Other meds often used for agitation

  • Adjunctive nadolol or propranolol (40-120 mg)

Debriefing after a restraint.

“Debriefing” means discussing the restraint episode with the patient after things have calmed down. It’s sometimes helpful. The purpose is to figure out why the episode occurred, as well as for ensuring that you can maintain a working treatment relationship going forward. Scolding patients for losing control is counterproductive. Instead, you want to figure out a way to discuss the episode non-judgmentally, while making sure that they realize it was not acceptable.

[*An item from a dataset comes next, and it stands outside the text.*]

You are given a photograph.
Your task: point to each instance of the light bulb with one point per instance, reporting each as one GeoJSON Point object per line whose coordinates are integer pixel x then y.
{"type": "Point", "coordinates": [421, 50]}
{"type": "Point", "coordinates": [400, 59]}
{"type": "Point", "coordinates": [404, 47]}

I admitted a middle aged man with bipolar disorder. He did not appear particularly threatening during our initial meeing, but the next morning staff reported to me that he had become irritable, shouting racial slurs at some patients and eventually assaulting a security staff, requiring restraints and a Haldol/Ativan/Cogentin cocktail. When I debriefed with him about it later, he apologized, explaining his behavior by saying he had “anger issues” and that it was aggravated by the fact that he hadn’t slept for days. We worked together on his meds and did some brief therapy on anger management strategies. The rest of the admission was uneventful.

Since then, I often use the “anger issue” and “lack of sleep” explanations to normalize agitation in some patients, especially those with bipolar disorder.

Here’s a list of ways to start your post-event debriefings with patients. You’ll come up with your own variations. The key is to show some compassion and try to normalize that problem, while still communicating a zero tolerance policy for violence.

–I understand you had to be restrained last night, do you want to talk about it?

–Are you okay? I know restraints can be pretty traumatic. You didn’t get injured, did you?

–You need to know that you can’t be violent to staff or other patients. Now let’s see what can do to get to the bottom of why this happened, so it doesn’t happen again.

–You absolutely cannot hit staff. Having said that, I know you’ve been going through a rough time and your temper’s pretty short. Let’s work on that.